I got to know the real America during this trip. This is a photo of Market St, San Francisco, on 4 October 2005.
Even though I was aware that I wasn’t on Mike’s level in terms of money or personal network, I felt that Gabe Rivera and I were cut from the same cloth. Even literally, in that we both dressed badly! He usually wore black jeans and a long-sleeve tee-shirt in a primary color like red or yellow. I wore striped blue polo shirts and cheap patterned tee-shirts, along with blue jeans or tan slacks — I had no dress jacket at all, or dress sense for that matter.
Gabe had driven me around a bit during my stay, since I didn’t have a rental car. He liked to blast Van Morrison songs on his car’s tape deck, so we would drive through Atherton and Palo Alto humming along to the likes of “Brown-eyed Girl” and “Cyprus Avenue.”
We also chatted a couple of times over burgers at a local joint in Atherton or Menlo Park — I don’t recall the name, but it was one of those 1950s-style restaurants with cherry-red booths and an open kitchen. Tech.memeorandum was still less than a month old at this time, but at the TechCrunch ranch we had all been talking about whether to take venture capital to scale our respective sites. Gabe was certain, even then, that he wanted to grow his little company on his own steam (and this is exactly what he did over the next 15+ years).
The tech blogosphere was abuzz about blog valuations in October 2005.
Mike had told me my blog was worth a million dollars, based on what Jason Calacanis got for Weblogs, Inc. Blog valuations was a topic of discussion in the tech blogosphere at the time, and another blogger had also pegged the value of RWW at $1 million. Although I was starting to realize that my blog did have value, I was still thinking too small at that stage — I thought RWW was primarily useful to me as a networking tool, a way to meet people in Silicon Valley. But I knew that Mike was considering a VC infusion to expand TechCrunch, just because he was friends with a bunch of those people. So in the back of my mind, I was slowly coming to terms with RWW potentially being more than just a part-time income.

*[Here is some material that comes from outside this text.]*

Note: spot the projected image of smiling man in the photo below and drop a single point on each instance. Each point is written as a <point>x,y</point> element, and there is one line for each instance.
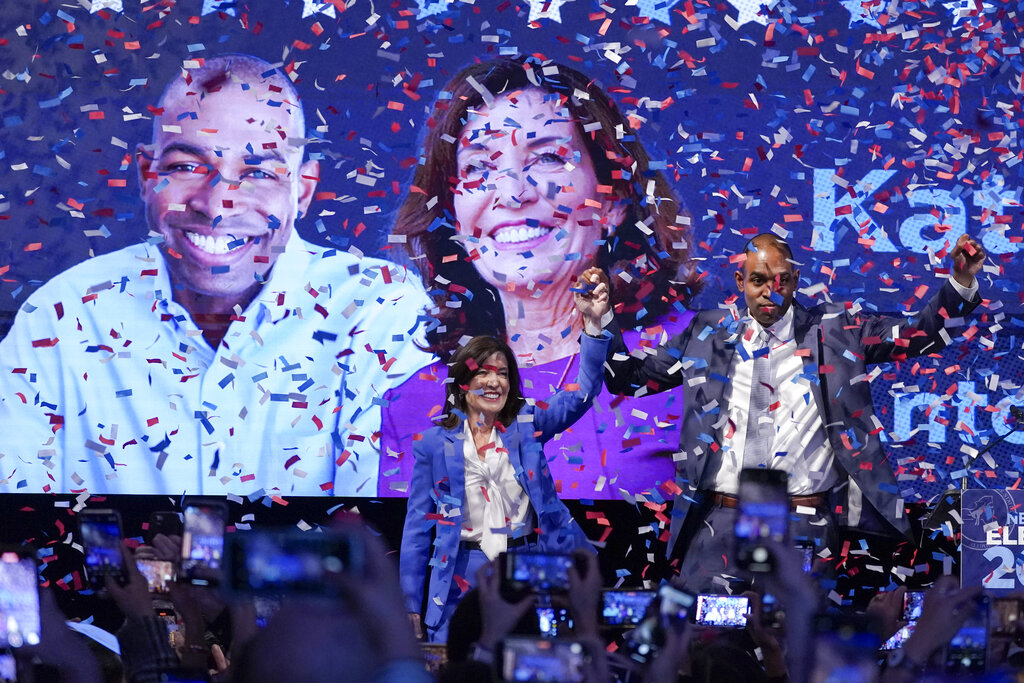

As for Gabe, he used sarcasm a lot to deflect serious conversations, but I could tell even at this very early stage that his only ambition was to build a self-sustaining business. Tech.memeorandum was fully automated at this point, so another thing we discussed was how he’d continue to iterate on the product. I was surprised when he said he was open to adding human curation — but, again, that is what he ended up doing a year or two later.